Stabilizing the Naphthalenediimide Radical within a Tetracationic Cyclophane

Organic radicals are of importance in developing smart materials that have paramagnetic and/or near-infrared optical properties. Their practical applications, however, are limited by the labile nature of the radicals. Here, we demonstrate that by using a tetracationic cyclophane, namely, cyclobis­(4,4′-(1,4-phenylene)­bispyridine-p-phenylene) (ExBox4+), to encapsulate a naphthalene­diimide (NDI) guest, the redox properties of NDI can be modulated.

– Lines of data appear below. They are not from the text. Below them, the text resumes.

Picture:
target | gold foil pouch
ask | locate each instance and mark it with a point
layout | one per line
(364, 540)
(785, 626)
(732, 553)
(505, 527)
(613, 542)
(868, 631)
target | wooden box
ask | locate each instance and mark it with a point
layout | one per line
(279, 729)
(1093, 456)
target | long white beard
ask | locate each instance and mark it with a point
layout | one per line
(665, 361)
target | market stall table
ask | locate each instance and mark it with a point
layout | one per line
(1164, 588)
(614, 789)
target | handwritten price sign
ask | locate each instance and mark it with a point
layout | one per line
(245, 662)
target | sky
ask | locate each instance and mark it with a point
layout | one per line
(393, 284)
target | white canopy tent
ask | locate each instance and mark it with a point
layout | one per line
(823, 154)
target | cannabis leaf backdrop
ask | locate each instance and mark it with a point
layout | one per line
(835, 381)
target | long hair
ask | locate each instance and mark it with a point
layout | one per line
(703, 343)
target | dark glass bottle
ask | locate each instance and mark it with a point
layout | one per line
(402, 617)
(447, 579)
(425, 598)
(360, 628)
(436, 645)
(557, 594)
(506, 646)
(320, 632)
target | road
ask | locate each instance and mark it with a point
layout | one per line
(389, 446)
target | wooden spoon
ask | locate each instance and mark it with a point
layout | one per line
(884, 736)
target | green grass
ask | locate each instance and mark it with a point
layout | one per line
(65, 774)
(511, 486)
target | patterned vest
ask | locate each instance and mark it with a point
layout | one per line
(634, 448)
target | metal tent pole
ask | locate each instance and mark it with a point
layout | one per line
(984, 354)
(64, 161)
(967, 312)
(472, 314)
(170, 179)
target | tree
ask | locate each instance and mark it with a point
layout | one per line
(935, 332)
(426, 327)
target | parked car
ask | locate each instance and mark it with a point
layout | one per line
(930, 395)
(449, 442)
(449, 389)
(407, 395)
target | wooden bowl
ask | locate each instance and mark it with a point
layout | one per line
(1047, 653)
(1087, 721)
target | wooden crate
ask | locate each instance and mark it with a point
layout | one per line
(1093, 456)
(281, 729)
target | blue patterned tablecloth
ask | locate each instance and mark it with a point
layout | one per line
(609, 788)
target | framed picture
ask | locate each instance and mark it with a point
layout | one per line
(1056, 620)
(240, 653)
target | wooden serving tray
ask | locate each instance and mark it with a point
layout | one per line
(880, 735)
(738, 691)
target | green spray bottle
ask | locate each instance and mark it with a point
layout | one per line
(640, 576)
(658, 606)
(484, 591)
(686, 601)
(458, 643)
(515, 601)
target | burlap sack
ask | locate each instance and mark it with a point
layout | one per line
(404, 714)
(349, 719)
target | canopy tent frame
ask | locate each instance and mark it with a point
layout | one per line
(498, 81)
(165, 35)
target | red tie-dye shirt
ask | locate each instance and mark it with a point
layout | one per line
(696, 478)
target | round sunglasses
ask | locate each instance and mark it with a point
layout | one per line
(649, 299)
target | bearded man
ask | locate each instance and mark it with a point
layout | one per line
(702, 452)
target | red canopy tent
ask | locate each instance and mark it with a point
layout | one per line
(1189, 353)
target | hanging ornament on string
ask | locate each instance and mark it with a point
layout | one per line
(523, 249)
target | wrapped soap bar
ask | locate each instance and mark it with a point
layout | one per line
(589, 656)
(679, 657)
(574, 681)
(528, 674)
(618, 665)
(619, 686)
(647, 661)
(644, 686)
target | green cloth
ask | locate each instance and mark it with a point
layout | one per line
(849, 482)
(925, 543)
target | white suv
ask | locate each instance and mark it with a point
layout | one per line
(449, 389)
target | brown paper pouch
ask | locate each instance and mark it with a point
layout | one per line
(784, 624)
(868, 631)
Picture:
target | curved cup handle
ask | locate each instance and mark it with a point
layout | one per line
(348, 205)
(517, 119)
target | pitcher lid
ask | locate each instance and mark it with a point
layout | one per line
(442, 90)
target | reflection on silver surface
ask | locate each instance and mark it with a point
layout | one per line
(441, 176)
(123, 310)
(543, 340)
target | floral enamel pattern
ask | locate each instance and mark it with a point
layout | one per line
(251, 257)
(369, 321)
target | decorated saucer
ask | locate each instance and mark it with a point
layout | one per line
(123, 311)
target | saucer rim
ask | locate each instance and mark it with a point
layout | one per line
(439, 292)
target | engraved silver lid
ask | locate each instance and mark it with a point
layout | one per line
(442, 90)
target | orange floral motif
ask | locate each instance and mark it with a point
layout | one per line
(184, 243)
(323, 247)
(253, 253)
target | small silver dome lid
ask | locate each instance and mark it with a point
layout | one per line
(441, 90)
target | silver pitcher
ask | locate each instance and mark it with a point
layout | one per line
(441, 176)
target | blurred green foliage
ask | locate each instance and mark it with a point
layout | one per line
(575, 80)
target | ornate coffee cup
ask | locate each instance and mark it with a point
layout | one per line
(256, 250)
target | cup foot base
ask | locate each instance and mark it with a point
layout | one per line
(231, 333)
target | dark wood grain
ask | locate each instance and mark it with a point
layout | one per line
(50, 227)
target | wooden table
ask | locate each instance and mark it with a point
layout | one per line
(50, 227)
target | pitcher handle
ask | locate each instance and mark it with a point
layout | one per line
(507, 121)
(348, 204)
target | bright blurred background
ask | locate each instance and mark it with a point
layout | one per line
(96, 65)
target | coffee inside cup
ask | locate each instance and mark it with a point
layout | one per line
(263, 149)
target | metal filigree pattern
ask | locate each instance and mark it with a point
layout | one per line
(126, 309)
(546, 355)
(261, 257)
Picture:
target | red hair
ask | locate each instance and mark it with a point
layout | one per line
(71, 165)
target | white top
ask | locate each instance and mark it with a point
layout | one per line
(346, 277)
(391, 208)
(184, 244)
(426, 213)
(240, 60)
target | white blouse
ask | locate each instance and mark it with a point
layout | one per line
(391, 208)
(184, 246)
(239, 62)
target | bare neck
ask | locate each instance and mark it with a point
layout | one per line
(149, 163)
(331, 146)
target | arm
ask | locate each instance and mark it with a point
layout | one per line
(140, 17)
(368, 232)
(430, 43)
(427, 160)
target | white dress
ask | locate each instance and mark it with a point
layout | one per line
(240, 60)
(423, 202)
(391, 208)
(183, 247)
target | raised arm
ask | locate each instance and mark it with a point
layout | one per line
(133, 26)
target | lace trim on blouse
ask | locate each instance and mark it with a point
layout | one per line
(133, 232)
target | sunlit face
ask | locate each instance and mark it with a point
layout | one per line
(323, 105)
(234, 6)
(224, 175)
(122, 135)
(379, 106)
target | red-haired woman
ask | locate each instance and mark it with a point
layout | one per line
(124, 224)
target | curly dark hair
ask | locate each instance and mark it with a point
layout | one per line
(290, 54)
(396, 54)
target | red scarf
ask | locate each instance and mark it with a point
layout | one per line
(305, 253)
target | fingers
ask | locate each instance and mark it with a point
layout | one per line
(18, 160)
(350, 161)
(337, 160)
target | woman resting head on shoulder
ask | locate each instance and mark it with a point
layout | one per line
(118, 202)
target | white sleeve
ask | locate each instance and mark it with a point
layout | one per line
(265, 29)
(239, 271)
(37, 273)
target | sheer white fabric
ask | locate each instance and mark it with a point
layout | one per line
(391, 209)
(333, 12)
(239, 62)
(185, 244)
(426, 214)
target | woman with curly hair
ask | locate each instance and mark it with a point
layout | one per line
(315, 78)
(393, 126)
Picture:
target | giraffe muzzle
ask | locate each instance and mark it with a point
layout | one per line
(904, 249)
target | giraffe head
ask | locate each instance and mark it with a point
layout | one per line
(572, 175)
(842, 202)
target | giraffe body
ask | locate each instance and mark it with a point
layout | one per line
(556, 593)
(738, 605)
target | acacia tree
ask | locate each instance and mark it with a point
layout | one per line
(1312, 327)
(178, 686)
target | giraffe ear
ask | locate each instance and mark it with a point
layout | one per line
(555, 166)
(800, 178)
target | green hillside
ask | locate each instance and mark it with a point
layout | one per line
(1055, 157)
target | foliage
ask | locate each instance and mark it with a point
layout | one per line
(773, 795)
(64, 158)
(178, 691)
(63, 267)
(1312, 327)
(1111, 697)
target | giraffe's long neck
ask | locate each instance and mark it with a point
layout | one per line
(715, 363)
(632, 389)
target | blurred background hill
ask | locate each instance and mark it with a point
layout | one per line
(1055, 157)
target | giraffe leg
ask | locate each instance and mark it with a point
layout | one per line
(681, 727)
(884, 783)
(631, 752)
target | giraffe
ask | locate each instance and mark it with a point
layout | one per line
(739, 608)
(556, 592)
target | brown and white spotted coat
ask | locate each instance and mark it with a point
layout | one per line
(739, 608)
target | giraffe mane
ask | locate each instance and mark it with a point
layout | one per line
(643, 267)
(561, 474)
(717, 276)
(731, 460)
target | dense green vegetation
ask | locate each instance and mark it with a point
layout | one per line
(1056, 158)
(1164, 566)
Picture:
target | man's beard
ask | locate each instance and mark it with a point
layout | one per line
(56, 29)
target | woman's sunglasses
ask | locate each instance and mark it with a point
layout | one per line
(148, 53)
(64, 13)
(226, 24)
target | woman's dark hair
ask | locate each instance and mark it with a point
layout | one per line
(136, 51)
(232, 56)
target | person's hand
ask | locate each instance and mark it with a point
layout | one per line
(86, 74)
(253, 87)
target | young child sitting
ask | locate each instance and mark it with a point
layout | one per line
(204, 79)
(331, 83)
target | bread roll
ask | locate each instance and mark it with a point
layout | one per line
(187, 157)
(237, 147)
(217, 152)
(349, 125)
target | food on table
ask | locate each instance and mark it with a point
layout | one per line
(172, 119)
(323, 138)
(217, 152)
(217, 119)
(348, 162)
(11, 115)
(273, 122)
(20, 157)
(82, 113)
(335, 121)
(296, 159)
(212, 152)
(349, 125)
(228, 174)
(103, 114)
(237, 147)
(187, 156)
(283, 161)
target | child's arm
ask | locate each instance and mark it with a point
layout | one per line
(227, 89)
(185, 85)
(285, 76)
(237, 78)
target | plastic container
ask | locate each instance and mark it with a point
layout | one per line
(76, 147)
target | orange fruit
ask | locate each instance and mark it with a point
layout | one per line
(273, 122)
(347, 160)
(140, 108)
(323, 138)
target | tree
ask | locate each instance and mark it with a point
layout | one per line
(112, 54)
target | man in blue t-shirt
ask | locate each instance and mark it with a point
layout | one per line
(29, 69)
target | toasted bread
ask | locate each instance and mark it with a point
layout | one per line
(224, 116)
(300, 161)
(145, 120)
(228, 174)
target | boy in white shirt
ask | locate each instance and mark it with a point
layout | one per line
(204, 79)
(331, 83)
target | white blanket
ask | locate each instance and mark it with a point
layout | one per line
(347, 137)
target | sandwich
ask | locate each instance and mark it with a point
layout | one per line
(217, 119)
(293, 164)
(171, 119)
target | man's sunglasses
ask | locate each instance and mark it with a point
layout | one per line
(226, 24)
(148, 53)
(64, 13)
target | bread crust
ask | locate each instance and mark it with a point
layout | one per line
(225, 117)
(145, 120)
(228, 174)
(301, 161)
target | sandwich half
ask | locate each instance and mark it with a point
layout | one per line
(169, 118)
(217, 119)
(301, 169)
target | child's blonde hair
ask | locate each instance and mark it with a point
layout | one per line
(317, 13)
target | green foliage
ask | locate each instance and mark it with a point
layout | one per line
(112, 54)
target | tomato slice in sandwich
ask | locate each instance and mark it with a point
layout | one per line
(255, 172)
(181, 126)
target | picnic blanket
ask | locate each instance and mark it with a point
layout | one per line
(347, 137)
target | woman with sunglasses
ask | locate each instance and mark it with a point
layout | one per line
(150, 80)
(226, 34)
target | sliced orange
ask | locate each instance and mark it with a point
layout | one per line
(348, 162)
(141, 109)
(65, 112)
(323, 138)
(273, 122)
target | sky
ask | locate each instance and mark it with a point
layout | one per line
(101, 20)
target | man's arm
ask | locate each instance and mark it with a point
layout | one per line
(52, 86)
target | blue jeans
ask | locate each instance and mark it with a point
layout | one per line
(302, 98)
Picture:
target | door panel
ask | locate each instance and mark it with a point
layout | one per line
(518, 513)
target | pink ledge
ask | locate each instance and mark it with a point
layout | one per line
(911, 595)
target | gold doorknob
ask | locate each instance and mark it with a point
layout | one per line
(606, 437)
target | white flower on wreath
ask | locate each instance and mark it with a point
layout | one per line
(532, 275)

In organic solvents such as MeCN or DMF, ExBox4+ is able to provide the surrounding Coulombic attraction to the NDI•– radical anion and therefore enhance its stability toward oxidation. In water, NDI•– is prone to dimerization, forming its (NDI•–)2 dimer. Under UV-light irradiation, the (NDI•–)2 dimer is observed to disproportionate and yield the dianionic NDI2–. ExBox4+ is able to encapsulate the NDI•– radical anion and prevent its dimerization, and as a consequence, the radical anion is protected from further reduction in a noncovalent manner. We believe that our strategy of modulating the redox properties of NDI by either host–guest recognition or mechanical interlocking can aid and abet the development of radical-based materials, which could be employed in pursuit of applications in many areas, such as transporting spin and charges.